One night, when I was at my worst, I made myself get up off the floor – literally, I was laying on the floor – and write the names of those I love – and who I know love me back – on my little chalkboard. I wrote names until the wave broke, and then I laid down and slept better than I had in weeks. Months, even.
I’m getting help now, but I can’t pretend that any of this is easy; I can’t pretend that I don’t read these articles about Robin Williams and am at turns saddened and repulsed by them (depending on the ‘spin’ the writers put on them).
I’m getting help now, but there are still days when only the biggest things (like some children dropping a stray dog off at my house) can pull me out of bed.
I’m getting help now, but there are still times when it seems like a chore to remind myself to breathe, when simply leaving the house brings on a panic attack.
The one thing I wish is that it hadn’t taken me this long to face my illness.
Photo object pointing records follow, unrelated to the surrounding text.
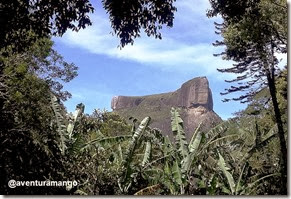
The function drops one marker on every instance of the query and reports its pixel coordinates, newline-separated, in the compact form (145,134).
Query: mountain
(194,98)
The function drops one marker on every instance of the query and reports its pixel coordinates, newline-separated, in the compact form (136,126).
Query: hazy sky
(150,66)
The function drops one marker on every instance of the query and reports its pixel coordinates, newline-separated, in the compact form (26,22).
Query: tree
(253,32)
(44,18)
(128,17)
(47,18)
(28,134)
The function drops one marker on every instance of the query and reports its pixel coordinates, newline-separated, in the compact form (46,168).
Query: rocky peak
(194,97)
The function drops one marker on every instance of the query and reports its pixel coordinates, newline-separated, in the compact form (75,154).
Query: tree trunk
(283,146)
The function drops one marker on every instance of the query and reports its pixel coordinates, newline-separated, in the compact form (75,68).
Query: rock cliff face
(194,98)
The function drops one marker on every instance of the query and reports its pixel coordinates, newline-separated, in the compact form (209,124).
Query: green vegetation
(40,140)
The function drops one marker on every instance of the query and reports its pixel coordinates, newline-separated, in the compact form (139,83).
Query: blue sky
(149,66)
I was lucky to have the right person to talk to at the right time, but if I hadn’t, I would have made my way over to the hospital and checked myself in. I’ve seen and experienced firsthand what suicide does to a loved one’s family and friends; the fact that I was still thinking those thoughts scared me into action.
Please, please, if you reach your low point – whatever that is – or maybe even when you realize you’re careening towards it…call someone. Friend, family, hotline. Or go to the nearest hospital. I would never claim to know exactly how anyone else feels, but allow yourself to at least hope, if not know, that the depression is feeding you lies, and that help is available in one form or another.
If you aren’t struggling, please just be patient with those who are. Don’t forget the old adage that says something along the lines of, ‘be kind to everyone you meet, because you never know what they’re battling’.